HMK ihtiyari dava arkadaşlığının üçüncü şeklini 57/c bendinde göstermiştir. Bu bende göre davaların temelini oluşturan vakıaların ve hukuki sebeplerin aynı veya birbiriyle benzer olması ihtiyari dava arkadaşlığını gündeme getirir. Aynı vakıa sebebiyle fakat farklı hukuki sebeplerle açılan davalarda da bu kural uygulanır.

HMK 58. maddesinde ihtiyari dava arkadaşlarının davadaki durumunu hükme bağlamıştır. İhtiyari dava arkadaşlığını usul hukuku açısından inceleyen bu maddeye göre ihtiyari dava arkadaşlığının söz konusu olduğu durumda davalar birbirinden bağımsızdır ve buna göre dava arkadaşları iddia ve savunmalarını, delilleri ayrı ayrı sunabilir, her türlü usul işlemini kural olarak ayrı ayrı gerçekleştirebilir. Hüküm aşaması da dahil olmak üzere dava arkadaşları birbirinden bağımsız olduğundan birinin davadaki talebi kabul edilirken diğerininki reddedilebilir.

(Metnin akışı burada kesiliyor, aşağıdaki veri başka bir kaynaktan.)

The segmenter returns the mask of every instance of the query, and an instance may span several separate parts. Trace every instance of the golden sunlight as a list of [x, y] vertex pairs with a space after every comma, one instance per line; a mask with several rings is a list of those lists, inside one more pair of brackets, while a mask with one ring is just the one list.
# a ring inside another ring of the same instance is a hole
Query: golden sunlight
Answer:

İhtiyari dava arkadaşlığının varlığı usul ekonomisi açısından önemlidir. Dava arkadaşlarının davaları birbirinden ayrı ve taraflar bağımsız olmasına rağmen tahkikat aşamasının ortak olması, tekrarı gerekecek usul işlemlerinin yapılmasına engel olmaktadır. Böylece ortak yapılan işlemler ile mahkemelerin iş yükü azaltılmaya çalışılmıştır.

HMK 59. maddede mecburi dava arkadaşlığını hükme bağlamıştır. Bu madde doğrultusunda maddi hukuka göre, bir hakkın birden fazla kimse tarafından birlikte kullanılması veya birden fazla kimseye karşı birlikte ileri sürülmesi ve tamamı hakkında tek hüküm verilmesi gereken hallerde, mecburi dava arkadaşlığının varlığından söz edilir. Mecburi dava arkadaşlığı maddi ve usuli sebeplerden kaynaklanabilir. HMK ise 1086 sayılı yasadan ayrılarak maddi bakımdan mecburi dava arkadaşlığının ne olduğunu düzenlemiştir. Uygulamadaki genel görünüm de daha çok maddi bakımdan mecburi dava arkadaşlığından kaynaklandığı için bu davranış yerinde olmuştur. Usuli yönden mecburi dava arkadaşlığı ise bazı durumlarda ortaya çıkabilir. Örneğin TMK 286. maddeye göre açılan nesebin reddi davası anne ile çocuğa karşı birlikte açılır. Bu ve bunun gibi bir takım durumlarda usul bakımından mecburi dava arkadaşlığı söz konusu olabilir. Usuli yönden mecburi dava arkadaşlığı incelendiğinde daha çok ihtiyari dava arkadaşlığına benzer hükümleri içerdiği görülecektir. Maddi bakımdan mecburi dava arkadaşlığında ise ya borç/hak üzerinde tarafların birlikte hareketi zorunludur ya da borç/hak bölünemez bir yapıdadır. Mecburi dava arkadaşlığının söz konusu olduğu durumda, dava arkadaşları tek başlarına dava açamazlar veya onların yalnızca birisine karşı dava açılamaz. Eğer dava açılmış isebu eksikliğin giderilmesi için uygun bir süre verilir. Verilen sürede eksiklik giderilmez ise dava sıfat yokluğundan reddedilmelidir.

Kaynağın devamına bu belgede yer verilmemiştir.